A lot of press was given recently to the passage of Amendment 1 in North Carolina, which officially defines marriage as between a man and a woman within the North Carolina constitution. North Carolina is the 30th state to adopt such an amendment and the 61% of North Carolinians who voted for it at the ballot box gave yet another shot across the bow at perceived enemies of traditional marriage. Such sentiments are understandable if not endorsable from a group of Americans who feel as though their personal morality has been under attack recently. Yet, I would point to the “evolution” of the institution of marriage in this country and abroad to question the validity of the argument for defining marriage based on tradition and precedent.
Before the 18th century and the birth of the Enlightenment, the idea of marriage for romantic or personal reasons in Europe and America wasn’t acknowledged. The institution of marriage was predominantly a way to join together two households and ensure the future fiscal and procreative health of the people involved. Arranged marriages were quite common and were more economic than social in their nature. In America and Britain throughout the majority of the 19th century, the law of the land was something known as coverture, which can best be described as government-sponsored, gender-specific slavery.
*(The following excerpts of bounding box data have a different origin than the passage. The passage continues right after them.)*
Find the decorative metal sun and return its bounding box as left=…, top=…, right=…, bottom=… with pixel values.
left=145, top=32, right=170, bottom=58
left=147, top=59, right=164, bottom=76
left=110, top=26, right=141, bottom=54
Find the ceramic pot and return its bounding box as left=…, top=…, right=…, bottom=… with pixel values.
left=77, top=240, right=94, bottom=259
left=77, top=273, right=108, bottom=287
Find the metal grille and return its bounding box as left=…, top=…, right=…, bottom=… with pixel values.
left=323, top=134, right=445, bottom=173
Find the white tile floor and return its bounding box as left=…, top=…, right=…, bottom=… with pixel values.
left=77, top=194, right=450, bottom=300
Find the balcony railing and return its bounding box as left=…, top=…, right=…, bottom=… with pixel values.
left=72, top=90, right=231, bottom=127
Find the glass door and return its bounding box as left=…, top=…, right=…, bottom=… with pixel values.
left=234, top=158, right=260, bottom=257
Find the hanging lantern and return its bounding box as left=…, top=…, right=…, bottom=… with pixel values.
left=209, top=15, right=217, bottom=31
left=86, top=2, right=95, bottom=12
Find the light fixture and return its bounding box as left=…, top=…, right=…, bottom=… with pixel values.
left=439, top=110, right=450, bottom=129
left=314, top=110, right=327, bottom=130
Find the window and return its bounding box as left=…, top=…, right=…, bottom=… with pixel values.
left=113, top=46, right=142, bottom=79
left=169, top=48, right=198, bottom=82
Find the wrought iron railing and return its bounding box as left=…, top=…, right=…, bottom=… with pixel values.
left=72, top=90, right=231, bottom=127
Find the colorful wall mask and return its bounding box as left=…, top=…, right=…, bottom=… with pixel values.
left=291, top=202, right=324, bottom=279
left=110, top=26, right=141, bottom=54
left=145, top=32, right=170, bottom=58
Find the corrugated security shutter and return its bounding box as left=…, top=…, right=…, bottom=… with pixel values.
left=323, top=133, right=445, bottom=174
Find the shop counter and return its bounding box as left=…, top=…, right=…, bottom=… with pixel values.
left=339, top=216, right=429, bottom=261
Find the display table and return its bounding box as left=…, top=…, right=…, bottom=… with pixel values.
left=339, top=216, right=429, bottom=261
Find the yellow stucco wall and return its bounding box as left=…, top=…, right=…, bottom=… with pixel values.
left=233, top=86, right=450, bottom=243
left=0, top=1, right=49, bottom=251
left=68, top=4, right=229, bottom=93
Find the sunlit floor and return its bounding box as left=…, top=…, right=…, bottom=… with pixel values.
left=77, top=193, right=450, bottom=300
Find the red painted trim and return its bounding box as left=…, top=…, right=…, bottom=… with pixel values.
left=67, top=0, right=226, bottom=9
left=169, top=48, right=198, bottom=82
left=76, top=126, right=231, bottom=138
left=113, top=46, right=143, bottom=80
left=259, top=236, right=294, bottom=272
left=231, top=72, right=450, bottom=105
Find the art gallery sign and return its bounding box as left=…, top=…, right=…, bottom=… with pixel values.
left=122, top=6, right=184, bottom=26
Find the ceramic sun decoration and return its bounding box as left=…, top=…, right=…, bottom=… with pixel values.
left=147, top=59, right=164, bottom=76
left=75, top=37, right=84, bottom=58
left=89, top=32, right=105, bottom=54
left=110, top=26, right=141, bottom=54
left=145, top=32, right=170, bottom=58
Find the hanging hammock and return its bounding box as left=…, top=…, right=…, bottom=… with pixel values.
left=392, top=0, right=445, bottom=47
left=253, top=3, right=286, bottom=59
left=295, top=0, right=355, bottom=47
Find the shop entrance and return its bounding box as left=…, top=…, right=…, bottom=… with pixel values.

As described in William Blackstone’s Commentary on the Laws of England, man and woman became one entity upon marriage and stated that, “the very being and legal existence of the woman is suspended during the marriage, or at least is incorporated into that of her husband.” This decimation of the rights of women was enacted in many states during the 19th Century in the Married Women’s Property Acts.
As ThinkProgress pointed out shortly after the passage of Amendment 1, the last time that a amendment was passed in the North Carolina constitution was to outlaw interracial marriage back in 1875. The amendment stated that, “all marriages between a white person and a negro, or between a white person and a person of negro descent to the third generation inclusive, are hereby forever prohibited.” And if you feel inclined to chalk this up as ancient history, I would gently remind readers that it was only 45 years ago that the Supreme Court deemed all anti-miscegenation laws unconstitutional and at that time 16 states had bans on interracial marriage. Not so coincidentally 15 of those 16 of those states currently have constitutional bans on same-sex marriage, while Delaware merely has a statute banning same-sex marriage.
Supporting same-sex marriages was something that the Obama Administration had to sooner, rather than later. By doing so they are aligning themselves with the future and not with the past. While it is possible to see the move as a political liability for the upcoming election, it will be a boon for future elections as the GOP will continue to back itself into an increasingly tight conservative corner. Young twenty-somethings of all stripes don’t really see the big deal about same-sex marriage and, as President Obama pointed out when referencing his daughters and their school friends with same-sex parents, today’s children will grow up to be even more tolerant and broad-minded. People made light of Vice President Biden citing shows like Will & Grace as being influential in the shaping of American views on gays and lesbians, but there is a great deal of truth to it. The idea that an openly lesbian woman like Ellen Degeneres would have the nation’s most popular daytime talk show would have been unthinkable even 15 years ago. Through television and through beloved relatives feeling empowered to come out to friends and family about their sexuality, it is becoming nearly impossible not to feel kinship or affinity for members of the LGBT community, no matter what your personal or religious beliefs. In twenty years, we’ll look back on this announcement and we won’t be wondering about its morality or political soundness…we’ll be wondering why it took so damn long to happen.